CHICAGO/PARIS (Reuters) – A radical bid to revive air travel demand by permanently sacrificing billions of dollars in fees to change tickets has left U.S. airlines isolated, as foreign rivals fear the tactic would undermine the higher fares paid by premium travellers.
The COVID-19 crisis has weakened one of the core elements of the airline playbook: price many fares attractively low, then charge for ticket changes. And meanwhile charge a hefty premium to those wanting more flexibility: typically business passengers.
“For the fee model to work, you have to have a passenger to nickel-and-dime,” said John Zhang, professor of marketing at the University of Pennsylvania’s Wharton School. Airlines may soon “walk back other fees as well,” he added.
Citi data shows U.S. carriers last year earned $2.8 billion or 1.1% of revenue from cancellations and change fees.
American Airlines (AAL.O), Delta Air Lines (DAL.N) and United Airlines (UAL.O) have all permanently axed the charges on domestic travel in recent days, followed by Alaska Airlines.
“It’s a revenue loss, but the bet is that this is going to win over customers,” said ICF consultant Carlos Ozores.
The move comes as U.S. and European passenger traffic remains more than 80% below 2019 levels, July data from global industry body IATA shows, with Asia-Pacific down 72%.
While airlines globally have suspended change fees during the pandemic, those outside the U.S. are resisting making the concessions permanent.
Lufthansa (LHAG.DE) has announced a waiver until year-end, while Air France-KLM (AIR.PA) has set no date for a resumption of fees and says it is unlikely to make them permanent.
Low-cost carriers EasyJet (EZJ.L) and Ryanair (RYA.I) also said there were no plans for lasting fee changes.
Analysts say restoring fees could prove near-impossible through the weak northern-hemisphere winter – and will only get tougher as consumers increasingly take new terms for granted.
But much could depend on an expected wave of industry consolidation, reducing competition in some markets as weaker airlines shrink or fold, Citi analyst Mark Manduca said.
“Once that happens we’ll be in a better place to assess the bargaining power between airline and customer,” he said, adding that surviving airlines that emerge fewer and stronger may swiftly end any “free-lunch mentality”.
Australia’s Qantas Airways Ltd (QAN.AX) dismissed suggestions that temporary concessions could stay.
Axing fees would undermine the value to a corporate customer of paying more upfront for flexibility, Qantas Chief Executive Alan Joyce told the CAPA Australia Pacific Aviation Summit.

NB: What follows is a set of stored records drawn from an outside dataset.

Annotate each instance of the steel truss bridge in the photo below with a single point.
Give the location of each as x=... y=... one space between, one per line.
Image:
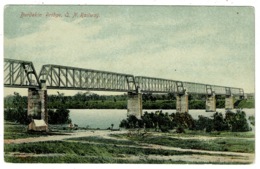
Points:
x=21 y=74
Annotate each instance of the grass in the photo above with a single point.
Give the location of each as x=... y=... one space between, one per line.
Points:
x=196 y=133
x=85 y=159
x=76 y=152
x=228 y=144
x=16 y=131
x=246 y=104
x=102 y=150
x=82 y=149
x=103 y=140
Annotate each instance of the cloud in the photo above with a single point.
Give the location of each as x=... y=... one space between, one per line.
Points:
x=179 y=47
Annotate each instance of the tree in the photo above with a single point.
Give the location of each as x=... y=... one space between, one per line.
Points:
x=237 y=121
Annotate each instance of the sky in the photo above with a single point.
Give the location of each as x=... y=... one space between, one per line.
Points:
x=212 y=45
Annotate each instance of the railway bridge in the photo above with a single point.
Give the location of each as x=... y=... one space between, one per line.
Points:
x=22 y=74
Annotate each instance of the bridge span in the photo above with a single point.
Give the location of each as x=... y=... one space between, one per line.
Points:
x=22 y=74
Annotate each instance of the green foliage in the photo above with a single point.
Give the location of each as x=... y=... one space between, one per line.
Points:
x=60 y=116
x=159 y=119
x=246 y=104
x=252 y=120
x=204 y=123
x=219 y=124
x=16 y=111
x=237 y=121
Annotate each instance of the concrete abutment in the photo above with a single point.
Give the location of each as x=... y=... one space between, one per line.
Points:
x=134 y=104
x=229 y=102
x=182 y=103
x=37 y=103
x=211 y=103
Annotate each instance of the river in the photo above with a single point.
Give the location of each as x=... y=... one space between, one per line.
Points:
x=103 y=118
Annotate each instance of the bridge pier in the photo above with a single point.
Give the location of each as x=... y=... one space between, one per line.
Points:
x=37 y=103
x=211 y=103
x=229 y=102
x=134 y=104
x=182 y=103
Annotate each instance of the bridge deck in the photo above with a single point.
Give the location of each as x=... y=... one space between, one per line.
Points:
x=18 y=73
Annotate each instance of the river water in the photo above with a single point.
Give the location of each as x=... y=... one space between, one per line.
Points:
x=103 y=118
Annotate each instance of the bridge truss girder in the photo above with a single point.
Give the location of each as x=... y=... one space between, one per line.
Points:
x=64 y=77
x=158 y=85
x=20 y=74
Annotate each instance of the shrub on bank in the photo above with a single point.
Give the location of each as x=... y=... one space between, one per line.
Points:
x=235 y=122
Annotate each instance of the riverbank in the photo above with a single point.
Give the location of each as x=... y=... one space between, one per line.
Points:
x=133 y=146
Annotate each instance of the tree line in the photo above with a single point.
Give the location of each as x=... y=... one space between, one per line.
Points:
x=159 y=121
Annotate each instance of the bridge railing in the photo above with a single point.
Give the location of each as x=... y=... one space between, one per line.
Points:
x=64 y=77
x=19 y=74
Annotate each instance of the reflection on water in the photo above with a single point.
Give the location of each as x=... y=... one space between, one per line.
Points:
x=103 y=118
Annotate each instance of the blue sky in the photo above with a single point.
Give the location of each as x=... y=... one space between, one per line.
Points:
x=213 y=45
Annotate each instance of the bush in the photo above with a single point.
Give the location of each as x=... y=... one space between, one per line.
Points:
x=60 y=116
x=237 y=121
x=204 y=123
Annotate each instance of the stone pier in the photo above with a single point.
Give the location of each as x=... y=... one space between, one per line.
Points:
x=229 y=102
x=37 y=103
x=182 y=104
x=211 y=103
x=134 y=104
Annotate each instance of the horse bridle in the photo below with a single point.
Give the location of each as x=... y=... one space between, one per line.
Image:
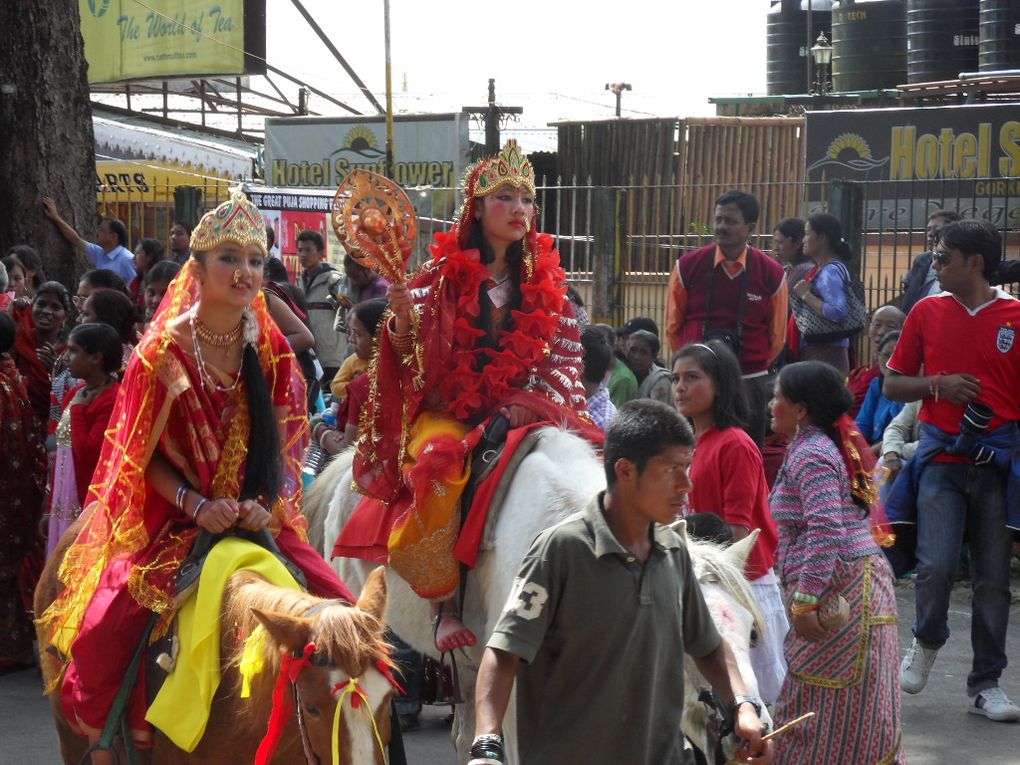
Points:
x=317 y=660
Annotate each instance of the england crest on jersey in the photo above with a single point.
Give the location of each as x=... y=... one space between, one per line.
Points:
x=1004 y=341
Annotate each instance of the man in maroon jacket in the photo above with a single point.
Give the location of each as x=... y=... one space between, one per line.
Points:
x=732 y=292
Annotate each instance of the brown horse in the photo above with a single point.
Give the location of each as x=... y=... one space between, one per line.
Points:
x=349 y=645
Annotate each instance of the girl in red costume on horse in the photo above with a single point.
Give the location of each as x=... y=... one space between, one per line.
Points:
x=485 y=328
x=207 y=432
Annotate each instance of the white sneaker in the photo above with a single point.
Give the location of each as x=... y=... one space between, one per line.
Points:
x=915 y=667
x=996 y=705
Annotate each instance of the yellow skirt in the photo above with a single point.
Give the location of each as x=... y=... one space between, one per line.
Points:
x=422 y=540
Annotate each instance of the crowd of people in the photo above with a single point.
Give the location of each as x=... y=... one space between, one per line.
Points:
x=199 y=388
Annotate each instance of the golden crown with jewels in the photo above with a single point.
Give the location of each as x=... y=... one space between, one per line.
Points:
x=509 y=166
x=237 y=219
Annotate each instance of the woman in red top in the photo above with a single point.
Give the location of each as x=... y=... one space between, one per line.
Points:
x=207 y=432
x=728 y=479
x=485 y=328
x=94 y=354
x=39 y=342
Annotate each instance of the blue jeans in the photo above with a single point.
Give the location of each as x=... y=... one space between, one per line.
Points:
x=955 y=498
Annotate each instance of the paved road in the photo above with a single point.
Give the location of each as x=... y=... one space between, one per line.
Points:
x=937 y=730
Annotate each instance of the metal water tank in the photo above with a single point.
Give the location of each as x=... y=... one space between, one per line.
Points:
x=999 y=28
x=786 y=43
x=941 y=39
x=869 y=45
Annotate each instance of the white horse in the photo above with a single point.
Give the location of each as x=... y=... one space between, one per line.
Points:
x=556 y=479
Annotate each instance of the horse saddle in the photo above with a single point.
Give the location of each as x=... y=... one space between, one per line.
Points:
x=161 y=655
x=494 y=465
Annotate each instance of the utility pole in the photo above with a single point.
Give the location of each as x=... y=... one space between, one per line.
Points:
x=389 y=98
x=618 y=89
x=491 y=116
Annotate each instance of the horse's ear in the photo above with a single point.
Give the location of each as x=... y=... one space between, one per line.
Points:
x=373 y=595
x=293 y=632
x=740 y=551
x=680 y=527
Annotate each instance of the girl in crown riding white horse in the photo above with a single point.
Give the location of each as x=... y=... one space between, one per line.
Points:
x=485 y=328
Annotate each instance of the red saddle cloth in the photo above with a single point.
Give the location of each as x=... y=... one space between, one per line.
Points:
x=366 y=533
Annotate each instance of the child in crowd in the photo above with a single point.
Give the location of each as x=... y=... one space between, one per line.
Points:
x=17 y=284
x=877 y=411
x=598 y=354
x=157 y=279
x=350 y=386
x=727 y=478
x=94 y=355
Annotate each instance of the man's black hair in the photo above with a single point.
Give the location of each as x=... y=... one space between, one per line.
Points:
x=275 y=270
x=104 y=278
x=748 y=204
x=314 y=237
x=369 y=312
x=642 y=429
x=950 y=216
x=6 y=333
x=102 y=339
x=118 y=228
x=643 y=336
x=598 y=352
x=975 y=238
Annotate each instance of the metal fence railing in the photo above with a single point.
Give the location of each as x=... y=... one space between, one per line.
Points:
x=618 y=243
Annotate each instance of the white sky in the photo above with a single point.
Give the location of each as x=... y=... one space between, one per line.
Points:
x=553 y=57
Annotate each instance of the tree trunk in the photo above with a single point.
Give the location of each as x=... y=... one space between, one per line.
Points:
x=47 y=145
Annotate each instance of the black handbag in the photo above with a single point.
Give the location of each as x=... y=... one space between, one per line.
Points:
x=817 y=328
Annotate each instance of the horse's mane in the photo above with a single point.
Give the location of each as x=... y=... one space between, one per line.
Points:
x=351 y=636
x=315 y=504
x=707 y=557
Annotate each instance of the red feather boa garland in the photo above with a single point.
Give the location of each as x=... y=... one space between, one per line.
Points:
x=468 y=393
x=445 y=372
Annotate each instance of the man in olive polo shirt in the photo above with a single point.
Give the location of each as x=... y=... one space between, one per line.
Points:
x=603 y=608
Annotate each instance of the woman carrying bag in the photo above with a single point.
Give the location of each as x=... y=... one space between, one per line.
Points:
x=828 y=303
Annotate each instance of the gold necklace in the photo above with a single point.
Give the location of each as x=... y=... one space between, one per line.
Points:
x=216 y=340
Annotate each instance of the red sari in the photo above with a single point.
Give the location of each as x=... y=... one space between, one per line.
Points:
x=122 y=565
x=34 y=371
x=22 y=482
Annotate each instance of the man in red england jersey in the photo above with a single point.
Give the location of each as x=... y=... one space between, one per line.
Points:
x=965 y=341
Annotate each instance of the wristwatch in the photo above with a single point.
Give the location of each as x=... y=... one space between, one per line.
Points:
x=737 y=701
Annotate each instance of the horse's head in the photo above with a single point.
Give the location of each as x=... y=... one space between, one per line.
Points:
x=736 y=615
x=343 y=673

“If every airfare is going to be flexible, your revenue management system I think fundamentally breaks down,” Joyce said, backed by Qatar Airways counterpart Akbar al-Baker.
Some observers also question the eye-catching permanency of the U.S. fee waivers, predicting that airlines will find a way to bring them back.
“It’s almost impossible they won’t do that once demand is higher, only it might be a ‘transfer’ fee instead of a ‘change’ fee,” said Zhang. “This isn’t a forever kind of thing.”